I haven’t posted any security related posts in a while. Richard Bejtlich recently wrote an article illustrating a general event model of an analysts reaction using just
an IDS vs an NSM based operation. I thought it would be a great opportunity to illustrate that process with an example to go along with the "Elvis" slides. The following is based on an incident, and will illustrate the NSM investigative process and using data to respond to the incident and make a business decision to modify network policy.
I’m cleaning out old events that have accumulated, and setting back up our sensor after an OS update deprecated some of the shared libraries used by Snort and SANCP. Once I got everything up and running, I saw a whole slew of SSH connection attempts kicked off by Snort. This is a fairly common event, and based on experience I know this is just an automated scan looking for open SSH ports and trying to brute force them.
Now, if this was only an IDS setup, I would only see an alert that an attack was underway.
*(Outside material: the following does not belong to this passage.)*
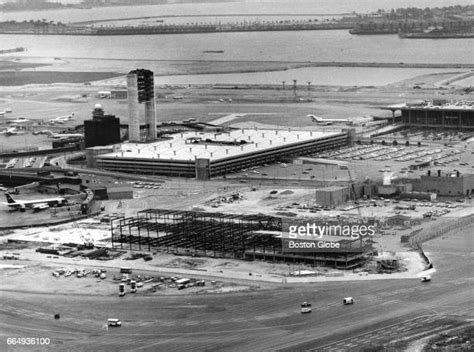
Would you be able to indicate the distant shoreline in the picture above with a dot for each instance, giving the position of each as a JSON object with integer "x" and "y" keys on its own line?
{"x": 13, "y": 73}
The only information I would have available would be the alert, and any logs. However, because Sguil was designed around the NSM principles, I had more information than that.
The first thing I did was query the event table for the potential attackers IP, and I can see that the connection attempts started at around 6:00 AM, and went on for 23 minutes. At this point, I have a pretty good idea that this is some sort of brute force attack, but not enough information to be sure. I need to investigate further.
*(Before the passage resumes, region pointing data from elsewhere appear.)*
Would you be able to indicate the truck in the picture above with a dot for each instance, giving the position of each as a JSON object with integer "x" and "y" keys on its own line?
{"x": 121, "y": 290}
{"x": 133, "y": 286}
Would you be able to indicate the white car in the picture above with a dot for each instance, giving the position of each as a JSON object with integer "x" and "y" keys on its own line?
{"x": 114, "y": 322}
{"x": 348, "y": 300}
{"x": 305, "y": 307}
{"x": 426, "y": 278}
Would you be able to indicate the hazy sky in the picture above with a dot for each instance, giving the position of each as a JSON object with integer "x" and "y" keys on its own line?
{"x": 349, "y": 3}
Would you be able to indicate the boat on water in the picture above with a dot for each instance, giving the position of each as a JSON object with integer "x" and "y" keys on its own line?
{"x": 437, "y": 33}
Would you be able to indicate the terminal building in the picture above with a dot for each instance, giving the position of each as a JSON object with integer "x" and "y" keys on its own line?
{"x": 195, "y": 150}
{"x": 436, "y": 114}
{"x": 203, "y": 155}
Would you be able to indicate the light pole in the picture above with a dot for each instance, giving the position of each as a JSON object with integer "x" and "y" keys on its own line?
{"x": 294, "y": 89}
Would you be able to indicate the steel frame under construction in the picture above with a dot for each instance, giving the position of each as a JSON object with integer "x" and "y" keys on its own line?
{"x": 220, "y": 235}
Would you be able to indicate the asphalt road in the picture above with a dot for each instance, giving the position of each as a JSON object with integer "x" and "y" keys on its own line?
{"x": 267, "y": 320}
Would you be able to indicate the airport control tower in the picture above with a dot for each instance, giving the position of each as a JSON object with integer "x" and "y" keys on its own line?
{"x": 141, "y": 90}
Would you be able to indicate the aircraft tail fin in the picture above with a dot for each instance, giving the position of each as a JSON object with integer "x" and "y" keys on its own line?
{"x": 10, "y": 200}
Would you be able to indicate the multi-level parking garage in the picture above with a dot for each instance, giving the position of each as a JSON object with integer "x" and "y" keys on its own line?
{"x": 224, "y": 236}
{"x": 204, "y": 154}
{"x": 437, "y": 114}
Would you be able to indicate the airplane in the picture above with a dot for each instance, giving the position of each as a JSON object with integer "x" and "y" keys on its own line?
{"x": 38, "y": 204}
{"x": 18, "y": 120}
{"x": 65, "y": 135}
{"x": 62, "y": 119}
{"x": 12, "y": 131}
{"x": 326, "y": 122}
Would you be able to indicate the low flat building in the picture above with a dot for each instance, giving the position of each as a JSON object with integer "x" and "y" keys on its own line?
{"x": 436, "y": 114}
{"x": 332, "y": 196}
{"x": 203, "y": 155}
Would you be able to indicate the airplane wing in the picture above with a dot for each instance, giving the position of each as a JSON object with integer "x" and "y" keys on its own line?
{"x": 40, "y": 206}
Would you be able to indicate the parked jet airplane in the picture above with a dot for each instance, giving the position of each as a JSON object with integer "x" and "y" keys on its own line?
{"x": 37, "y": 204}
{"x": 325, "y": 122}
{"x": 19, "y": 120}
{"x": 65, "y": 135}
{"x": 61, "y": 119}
The next thing I do is query the SANCP table for this IP address to see all the sessions the attacker has generated. More hits come back for this than alerts, which indicate there were connection attempts that did not trigger alerts because they did not match any of the signatures in Snort. This is an important distinction as to why an IDS or IPS system are not foolproof and shouldn’t be seen as security silver bullets. There were no sessions prior to this series of events, so this is our attackers first visit. In the below screenshot you can see there is a single session before 6:00 AM. This is probably the scan looking for live targets to attack. After this single session with no data sent or received, the connection attempts begin. I can tell by the source and destination data size that nothing more than the initial key exchange and login attempt ever gets done before closing the connection.
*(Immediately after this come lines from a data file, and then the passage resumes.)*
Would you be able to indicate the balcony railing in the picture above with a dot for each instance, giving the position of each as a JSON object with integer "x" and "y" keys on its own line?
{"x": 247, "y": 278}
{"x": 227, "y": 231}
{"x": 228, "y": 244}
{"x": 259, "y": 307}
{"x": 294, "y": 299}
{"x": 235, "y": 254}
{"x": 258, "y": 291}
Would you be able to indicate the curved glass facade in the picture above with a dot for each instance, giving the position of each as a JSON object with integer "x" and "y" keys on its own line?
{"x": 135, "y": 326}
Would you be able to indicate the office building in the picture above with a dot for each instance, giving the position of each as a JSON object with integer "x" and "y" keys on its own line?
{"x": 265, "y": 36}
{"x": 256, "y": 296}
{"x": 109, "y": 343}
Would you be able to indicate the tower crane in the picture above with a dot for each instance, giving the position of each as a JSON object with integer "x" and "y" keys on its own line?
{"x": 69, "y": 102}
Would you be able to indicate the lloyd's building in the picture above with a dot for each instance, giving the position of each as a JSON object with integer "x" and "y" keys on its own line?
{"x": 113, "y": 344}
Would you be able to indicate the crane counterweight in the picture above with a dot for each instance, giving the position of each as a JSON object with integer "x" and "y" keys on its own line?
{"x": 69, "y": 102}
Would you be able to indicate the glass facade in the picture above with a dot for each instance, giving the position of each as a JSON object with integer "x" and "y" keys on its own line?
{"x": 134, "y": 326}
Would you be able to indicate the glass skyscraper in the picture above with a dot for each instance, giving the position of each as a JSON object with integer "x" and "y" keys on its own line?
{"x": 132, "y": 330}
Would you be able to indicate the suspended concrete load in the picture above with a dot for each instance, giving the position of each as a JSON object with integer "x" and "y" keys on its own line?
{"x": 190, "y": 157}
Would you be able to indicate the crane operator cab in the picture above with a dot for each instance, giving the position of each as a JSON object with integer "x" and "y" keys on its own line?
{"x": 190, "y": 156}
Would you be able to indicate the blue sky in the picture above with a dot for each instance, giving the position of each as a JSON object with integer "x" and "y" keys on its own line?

I investigate further and pull a transcript, which is a full content of the session. As expected, the data is encrypted because it is SSH traffic. But that doesn’t dead-end the investigation, I still have log data to analyze. I grep the auth.log file on the system in question with the IP address of the attacker. Sure enough, I see that this attacker is indeed trying to brute force our machine with different user and password combinations. The first log entry for the attackers IP shows that they did not send anything, solidifying my original theory that the first session in the SANCP query was to look for live targets.
This illustrates an important point. No 1 tool can handle everything, or give enough of a picture. As I understand it (and it may be a little off, I learned this stuff almost 8 years ago now), it's using all the tools at your disposal to get a big picture view of whats going on in your network, and be able to gather evidence as to make informed decision. Somewhat like Business Intelligence, but in a security perspective.
So at this point, being that I am a decision maker, I decide to block this IP from accessing the system further. I implement an IPTables rules to block them from any further connection attempts. To further reduce exposure, I may disable password authentication, and do white list rules to allow only known machines to connect. I could have blocked this at the firewall, but I didn't, which leads to the next scenario.
Now, this would have been the end of it, except I started to see alerts trigger from another one of our systems. Apparently this other system also had it’s SSH port exposed for remote logins. At this point, I am now aware of a policy violation on the network. So, while this was the exact same attacker just moving on to the next IP address in their scan, I have an entirely different scenario. I have information that leads me to make the decision to modify the firewall rules to close the firewall hole that is exposing this second machine.